In many cases, local authorities forced residents to pay for the demolitions and offered no assistance to clean up their properties after bulldozers tore down the outbuildings.
Turkmenistan: Berzengi Satellite Imagery
In one case, Merve M. lived on the second floor of a five-story building in central Ashgabat. Fifteen years ago, her family had built out their balcony – resulting in a large extension of her one-room apartment in the back courtyard, and had obtained the necessary permit. In the spring of 2016, municipal authorities forced her to demolish the extension, saying she had restore the property to “its original state.” She was not compensated although the value of the apartment dropped.Lack of Notice
As with full demolitions, city authorities failed to give Ashgabat residents advance adequate notice of partial demolitions – in some cases they gave as little as a few hours – and pressured residents to take down extensions as soon as possible. Sometimes if residents resisted demands to tear down extensions, municipal officials threatened to bulldoze them or to bring the prosecutor’s office to witness the demolition, which could result in unspecific punitive measures against the homeowners.
In the summer of 2016, municipal authorities demolished Boris B.’s outbuildings, including a dining area with kitchen equipment in the courtyard of his first-floor apartment. Boris paid a bribe to city officials when he built the outbuildings in 2009, and until 2016, the officials took no interest in their legality. But when they ordered Boris to demolish the outbuildings, they claimed the property was “illegal” since it was not registered. Early in the summer, local government representatives went around the neighborhood, building by building, to inform first-floor residents that their outbuildings would be subject to demolition. No written order was provided, but the officials told Boris that they were carrying out demolitions in connection with the Asian Games, and said that “after the games are over, you can build it again.”
Dilara D., an Ashgabat resident who lives across from the AIMAG sports complex, said that municipal authorities required her family to demolish their apartment extension in 2015: “We had an apartment with a built-out balcony. [The authorities] forced us to destroy it.
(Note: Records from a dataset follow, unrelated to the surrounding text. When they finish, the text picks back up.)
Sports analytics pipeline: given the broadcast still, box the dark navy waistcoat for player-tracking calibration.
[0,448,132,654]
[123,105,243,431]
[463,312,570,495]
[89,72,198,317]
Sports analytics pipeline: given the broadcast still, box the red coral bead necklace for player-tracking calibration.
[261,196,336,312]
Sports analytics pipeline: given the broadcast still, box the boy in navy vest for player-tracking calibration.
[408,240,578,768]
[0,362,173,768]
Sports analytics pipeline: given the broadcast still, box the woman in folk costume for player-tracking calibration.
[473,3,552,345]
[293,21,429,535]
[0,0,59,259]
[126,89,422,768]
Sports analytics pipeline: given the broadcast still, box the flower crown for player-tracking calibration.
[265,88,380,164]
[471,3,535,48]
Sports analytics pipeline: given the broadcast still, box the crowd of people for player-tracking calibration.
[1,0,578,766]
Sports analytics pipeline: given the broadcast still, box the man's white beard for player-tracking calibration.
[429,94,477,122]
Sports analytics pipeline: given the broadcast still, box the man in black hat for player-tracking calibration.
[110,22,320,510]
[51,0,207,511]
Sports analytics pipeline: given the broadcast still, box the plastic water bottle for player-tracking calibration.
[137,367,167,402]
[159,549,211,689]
It was half the kitchen. We had invested about US$10,000 in that…and had recently done a big renovation. We could save the furniture, but we lost huge amounts of money.”
Another Ashgabat resident, Rahim R., lives on the ground floor of a multistory apartment building. In the spring of 2016, officials from the housing board, municipality, and security services forced him to demolish his terrace, sitting area, and gate, “because of the Asian games.” They also made him fell the trees in his garden.
Threats, Harassment, Short-Term Detention
TIHR and Human Rights Watch also know of four cases in which municipal authorities used threats, harassment, and detention of Ashgabat residents who questioned the municipal authorities’ demands to vacate or demolish their property.
In her letter, Melikohova said that in May 2015, staff of the local government office threatened her and her children with 15 days in detention if they did not vacate their home within 12 hours, even though she was still challenging the eviction in court: “We told them that we had petitioned the Supreme Court and would not move out until we receive copies of the rulings…. The officials replied that we ‘must either move out of the house within 12 hours or we will be arrested together with our kids for 15 days.’”
In 2015, local housing board officials informed Nataliya N. that she had to remove flowers she had planted in the yard of her apartment building in central Ashgabat, claiming that she “had no right” to plant them there as the land belonged to the local government. Nataliya begged the officials not to remove the plants, but they responded by detaining her for 15 days and removed the plants.